Engineering Note · Runtime Infrastructure

When Support Data Becomes Runtime Infrastructure

How source-of-truth drift turned a support file into repeated execution.

Details are generalized and sanitized to preserve confidentiality while keeping the engineering lesson accurate.

A duplicate support-data row did not duplicate the output. It turned one logical slice into multiple physical executions.

The file looked like support data: a small participant lookup maintained outside the main transactional dataset. In practice, it behaved as a workload-control input.

I ran into this pattern while investigating a scoped rerun in a production batch pipeline I had inherited. The immediate question was narrow: a large slice had previously hit a memory boundary in a grouped Python aggregation, and I added execution-path logging to confirm which aggregation path the rerun was using.

The log was meant to answer one question. Instead, it showed repeated processing of the same logical slice.

Source-of-truth drift

At first, the behavior looked like a retry, a logging artifact, or a path-resolution issue. The confusing part was that the reviewed source copy of the support file showed one row for the slice, while the runtime job behaved as if multiple rows existed.

The explanation was source-of-truth drift. The job was not reading the copy I first inspected. It was reading a runtime support artifact in object storage. That runtime artifact still contained multiple rows for the same logical slice, while the reviewed copy had already been cleaned up.

That changed the investigation. The issue was not simply duplicate support data. The deeper issue was that a runtime support artifact could drift from the reviewed source copy, and the pipeline had no runtime contract enforcing the intended logical unit of work.

Output-idempotent, compute-non-idempotent

The runtime artifact controlled execution. Each physical row became one unit of work in the pipeline's processing loop. If the same logical slice appeared multiple times, the pipeline read, validated, parsed, transformed, and wrote the same slice multiple times.

The output stayed correct because the write was partition-scoped. But the real defect was earlier: the pipeline was scheduling work from an unvalidated runtime artifact.

The output was idempotent, but the execution was not free. The pipeline still re-paid the cost of reading, validation, transform, and write work more than once.

The functional unit of work

The duplicate participant rows were subtle because they were not all byte-identical. Some descriptive fields differed or were missing. But for this transform, those fields were not part of the execution semantics. The pipeline only consumed a small functional key. From the pipeline's point of view, the rows represented the same execution unit.

That meant the inherited execution loop was using a physical support-data row as the unit of work, while the logical unit should have been defined by the functional key consumed by the transform.

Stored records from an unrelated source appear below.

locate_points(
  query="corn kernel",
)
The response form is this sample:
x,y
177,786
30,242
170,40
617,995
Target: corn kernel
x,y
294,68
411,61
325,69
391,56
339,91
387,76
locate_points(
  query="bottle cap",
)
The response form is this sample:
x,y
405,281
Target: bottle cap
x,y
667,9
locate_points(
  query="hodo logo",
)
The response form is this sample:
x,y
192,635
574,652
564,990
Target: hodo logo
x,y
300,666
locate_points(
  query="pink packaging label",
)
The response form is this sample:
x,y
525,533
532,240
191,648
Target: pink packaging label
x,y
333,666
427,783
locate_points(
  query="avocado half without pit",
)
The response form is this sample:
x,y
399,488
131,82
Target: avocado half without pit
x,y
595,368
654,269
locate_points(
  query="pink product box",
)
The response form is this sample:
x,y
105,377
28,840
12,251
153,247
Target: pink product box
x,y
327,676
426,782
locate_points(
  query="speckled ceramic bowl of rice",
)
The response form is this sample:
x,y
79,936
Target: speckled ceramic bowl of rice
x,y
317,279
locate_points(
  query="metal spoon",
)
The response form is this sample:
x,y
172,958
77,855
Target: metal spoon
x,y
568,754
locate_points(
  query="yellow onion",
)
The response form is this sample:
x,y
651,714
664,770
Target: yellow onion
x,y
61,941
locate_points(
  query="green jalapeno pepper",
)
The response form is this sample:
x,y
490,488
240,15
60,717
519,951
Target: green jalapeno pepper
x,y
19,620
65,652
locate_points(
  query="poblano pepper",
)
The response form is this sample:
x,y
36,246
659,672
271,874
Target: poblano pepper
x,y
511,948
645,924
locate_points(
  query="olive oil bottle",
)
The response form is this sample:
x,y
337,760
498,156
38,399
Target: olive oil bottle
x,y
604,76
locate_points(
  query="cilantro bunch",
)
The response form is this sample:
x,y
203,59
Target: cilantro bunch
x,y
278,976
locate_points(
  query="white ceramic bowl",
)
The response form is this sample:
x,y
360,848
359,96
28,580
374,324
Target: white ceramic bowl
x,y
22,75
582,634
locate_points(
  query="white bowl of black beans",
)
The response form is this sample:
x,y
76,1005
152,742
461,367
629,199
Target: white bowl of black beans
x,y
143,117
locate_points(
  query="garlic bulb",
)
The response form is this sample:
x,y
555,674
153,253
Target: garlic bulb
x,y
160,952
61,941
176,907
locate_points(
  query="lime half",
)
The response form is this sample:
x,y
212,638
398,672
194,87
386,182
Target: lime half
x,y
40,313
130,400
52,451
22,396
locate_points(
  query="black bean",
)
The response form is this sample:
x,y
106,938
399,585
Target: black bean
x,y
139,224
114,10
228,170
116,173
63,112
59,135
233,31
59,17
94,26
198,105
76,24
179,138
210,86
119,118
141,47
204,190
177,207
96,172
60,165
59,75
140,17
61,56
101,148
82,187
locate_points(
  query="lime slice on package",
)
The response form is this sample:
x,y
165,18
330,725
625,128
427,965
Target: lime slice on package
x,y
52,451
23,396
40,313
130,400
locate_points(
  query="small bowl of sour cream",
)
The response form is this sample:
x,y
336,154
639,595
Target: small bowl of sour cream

Once a support file determines which slices run, how many times they run, which partitions are written, and how much data is scanned, it is no longer passive reference data. It has become a workload-control input.

Runtime infrastructure

A workload-control input needs stronger guarantees than "the file exists and has the expected columns." It needs uniqueness rules, conflict detection, runtime validation, and traceable deployment.

The architectural response was to move the support file into the same release boundary as the pipeline code. Instead of relying on an independently maintained runtime copy in object storage, the pipeline would read a deployed local artifact produced from the reviewed source.

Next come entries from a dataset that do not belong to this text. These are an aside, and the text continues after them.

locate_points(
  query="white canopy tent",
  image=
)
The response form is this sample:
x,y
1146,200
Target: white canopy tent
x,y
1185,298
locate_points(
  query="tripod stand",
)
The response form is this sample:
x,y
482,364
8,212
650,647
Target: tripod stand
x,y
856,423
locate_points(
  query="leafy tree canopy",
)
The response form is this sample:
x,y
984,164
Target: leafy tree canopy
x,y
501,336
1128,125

The important change was not the storage location itself. It was the release boundary: the runtime input became version-controlled, reviewable, and deployed together with the code that consumed it.

The immediate fix boundary was small: deduplicate functionally equivalent rows, log the duplicate count, and fail fast if duplicates conflicted on fields actually consumed by the transform.

Reusable pattern

The reusable pattern is to treat execution-control support data as runtime infrastructure: define the logical unit of work by the functional key the transform consumes, validate uniqueness before scheduling work, fail fast on conflicting duplicates, and deploy runtime support artifacts from reviewed source artifacts.

Takeaway

Not all production defects appear as wrong outputs. Some appear as unexpected repetition, excessive runtime, memory pressure, or operational cost.

In this case, correctness hid the defect. Observability exposed the inherited contract gap. The deeper issue was not the duplicate rows themselves. It was that a support file had become part of the execution plan before it had a runtime contract.